Patient safety and healthcare quality initiatives started in earnest in the USA in the late 1990s/early 2 noughties. Similar initiatives introduced in the NHS over the past 10 years have migrated from across the pond. One such initiative is the compulsory reporting of what is termed a 'never event'.
The peculiarly termed never event is exactly that - something that, in the eyes of someone somewhere should never ever happen. As with many healthcare safety initiatives, the concept of a never event has been borrowed from the aviation industry. Good examples of never events include a surgeon operating on a wrong limb and accidental retention of a gauze swab inside a body cavity after surgery.
Comparing the English list to the American list makes very interesting reading -The most obvious difference is that the American list is much longer and that many items on one list do not exist on the other. The other big difference is the consequence of a never event happening. In the US where there is a predominantly private competitive healthcare system, publication of a list of never events by a hospital will very likely lead to less business and therefore less income. In the UK, a carrot and stick approach is used to manage the occurrence of never events in hospitals. The response is designed to ensure that processes are put into place to ensure those never events do not occur again.

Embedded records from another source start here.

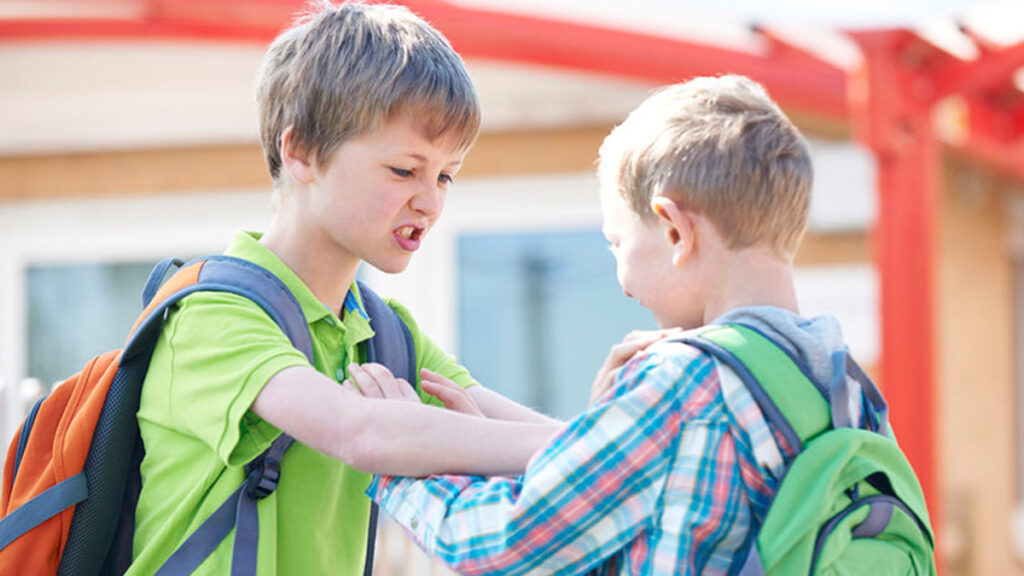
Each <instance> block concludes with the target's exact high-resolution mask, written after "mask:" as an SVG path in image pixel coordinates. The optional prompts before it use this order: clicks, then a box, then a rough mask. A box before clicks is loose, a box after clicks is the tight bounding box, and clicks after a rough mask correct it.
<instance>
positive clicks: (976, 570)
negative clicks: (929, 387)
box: [936, 161, 1024, 576]
mask: <svg viewBox="0 0 1024 576" xmlns="http://www.w3.org/2000/svg"><path fill="white" fill-rule="evenodd" d="M946 164H947V168H946V170H945V173H944V183H945V186H944V188H945V194H944V196H943V203H942V213H941V216H940V222H941V223H940V227H939V237H940V238H939V245H938V248H939V250H938V252H939V256H938V271H937V275H938V290H937V306H938V317H937V318H938V324H937V327H936V329H937V332H936V342H937V349H936V354H937V368H938V389H937V393H938V397H937V398H938V403H939V406H940V407H941V408H940V412H939V414H938V415H937V416H938V421H939V422H940V430H939V434H940V439H939V442H940V447H941V448H940V451H939V457H940V463H939V465H940V469H941V480H942V483H943V486H942V492H943V500H944V512H943V513H944V517H945V522H944V524H945V525H946V530H944V531H943V532H942V533H941V535H940V537H941V538H942V543H943V544H944V545H945V547H946V558H945V561H946V572H945V574H947V575H949V576H959V575H969V574H970V575H988V574H999V575H1010V574H1024V568H1022V565H1021V563H1020V562H1019V561H1018V560H1017V559H1016V556H1015V553H1014V550H1013V545H1012V542H1013V540H1012V538H1013V534H1012V531H1011V520H1012V515H1013V512H1014V510H1015V508H1016V506H1017V503H1018V502H1017V497H1016V488H1015V483H1016V479H1017V466H1018V458H1019V454H1018V452H1019V447H1018V446H1017V443H1016V441H1015V439H1016V437H1017V433H1016V426H1017V415H1016V409H1015V407H1016V398H1017V397H1016V386H1015V384H1014V379H1015V376H1014V370H1015V359H1014V337H1015V333H1014V332H1015V328H1014V299H1013V268H1012V259H1011V254H1010V243H1009V230H1008V219H1007V217H1006V214H1007V213H1008V211H1009V210H1008V208H1009V204H1008V200H1009V199H1008V197H1007V195H1008V193H1007V191H1006V188H1007V187H1006V184H1005V183H1004V182H1000V181H998V180H997V179H995V178H994V177H993V176H992V175H991V174H990V172H986V171H984V170H983V169H981V168H979V167H977V166H972V165H970V164H968V163H966V162H957V161H947V163H946Z"/></svg>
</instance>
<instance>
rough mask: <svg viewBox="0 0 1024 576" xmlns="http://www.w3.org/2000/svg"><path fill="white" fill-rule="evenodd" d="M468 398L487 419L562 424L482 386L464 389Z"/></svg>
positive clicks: (561, 423) (520, 421)
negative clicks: (471, 401) (467, 395)
mask: <svg viewBox="0 0 1024 576" xmlns="http://www.w3.org/2000/svg"><path fill="white" fill-rule="evenodd" d="M466 392H468V393H469V395H470V397H471V398H472V399H473V401H474V402H476V405H477V406H478V407H479V408H480V411H481V412H483V415H484V416H486V417H487V418H495V419H498V420H509V421H516V422H536V423H541V424H550V425H555V426H558V425H561V424H562V423H563V422H561V421H560V420H556V419H554V418H550V417H548V416H545V415H544V414H541V413H540V412H537V411H534V410H530V409H529V408H526V407H525V406H522V405H521V404H518V403H516V402H514V401H512V400H510V399H508V398H505V397H504V396H502V395H500V394H498V393H496V392H494V390H492V389H489V388H485V387H483V386H471V387H469V388H466Z"/></svg>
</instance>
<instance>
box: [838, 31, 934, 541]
mask: <svg viewBox="0 0 1024 576" xmlns="http://www.w3.org/2000/svg"><path fill="white" fill-rule="evenodd" d="M855 37H856V39H857V41H858V43H859V44H860V45H861V48H862V49H863V52H864V60H865V61H864V68H863V70H862V71H860V72H859V74H858V77H857V78H856V79H855V81H856V82H859V83H860V84H861V85H862V87H863V89H862V90H860V91H858V93H860V94H863V97H862V98H860V99H858V100H856V101H855V102H854V106H853V122H854V126H855V132H856V133H857V135H858V137H859V138H860V139H861V141H863V142H864V143H865V145H866V146H867V147H869V148H870V149H871V150H872V151H873V152H874V154H876V157H877V158H878V166H879V184H878V186H879V191H878V194H879V216H878V221H877V223H876V236H877V242H876V260H877V265H878V269H879V276H880V291H881V308H882V310H881V321H882V334H881V337H882V338H881V340H882V341H881V351H882V355H881V372H882V385H883V387H884V388H885V394H886V398H887V400H888V401H889V406H890V410H891V419H892V423H893V427H894V429H895V430H896V435H897V437H898V438H899V442H900V446H901V447H902V448H903V450H904V452H905V453H906V455H907V458H908V459H909V460H910V463H911V465H913V468H914V470H915V471H916V472H918V476H919V479H920V480H921V484H922V487H923V488H924V490H925V495H926V498H927V501H928V506H929V510H930V516H931V519H932V526H933V527H934V528H935V529H936V530H937V531H941V527H942V519H941V506H940V504H941V498H940V495H941V494H942V492H941V491H940V490H939V480H940V479H939V475H938V469H939V466H938V462H937V458H938V451H937V450H936V447H937V438H936V435H935V420H936V418H935V414H936V408H937V402H936V398H935V390H936V386H935V357H934V348H935V343H934V341H935V336H934V331H935V321H934V310H933V302H934V274H935V250H936V248H935V247H936V241H935V228H936V221H937V219H938V209H939V199H940V198H941V197H940V196H939V187H940V181H939V147H938V143H937V142H936V139H935V137H934V134H933V133H932V123H931V111H932V106H933V104H934V100H931V99H929V98H927V97H923V96H926V95H927V94H928V92H929V90H927V89H920V87H921V84H922V82H923V81H925V80H926V79H923V78H922V77H921V73H920V71H918V70H915V69H913V68H911V67H907V66H906V64H905V63H906V61H907V59H906V57H905V54H904V50H906V49H908V48H910V47H913V49H919V48H920V45H918V44H916V39H915V37H913V35H912V34H911V33H909V32H907V31H880V32H874V33H861V34H857V35H856V36H855ZM926 84H927V82H926Z"/></svg>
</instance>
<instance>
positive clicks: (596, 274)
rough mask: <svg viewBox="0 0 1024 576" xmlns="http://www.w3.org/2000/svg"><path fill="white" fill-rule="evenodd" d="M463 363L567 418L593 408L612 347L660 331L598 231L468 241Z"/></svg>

The number of possible events that should never happen in hospital are innumerable. Different wards and specialities will have their own particular never events. It is impossible that every event in every corner of the hospital could be included in an infinitely long list of never events. There is however, merit in the publication of a hospital's performance as regards the occurrence of generic never events. The number of never events occurring in a hospital reflects its general approach to patient safety. They have featured in the recent Keogh report on underperforming hopsitals. Publication of these lists is in my opinion a positive and important development. I just hope that access to the performance of all hospitals in England hospital will be easy and straightforward for patients and that eventually occurrence of never events will become vanishingly rare.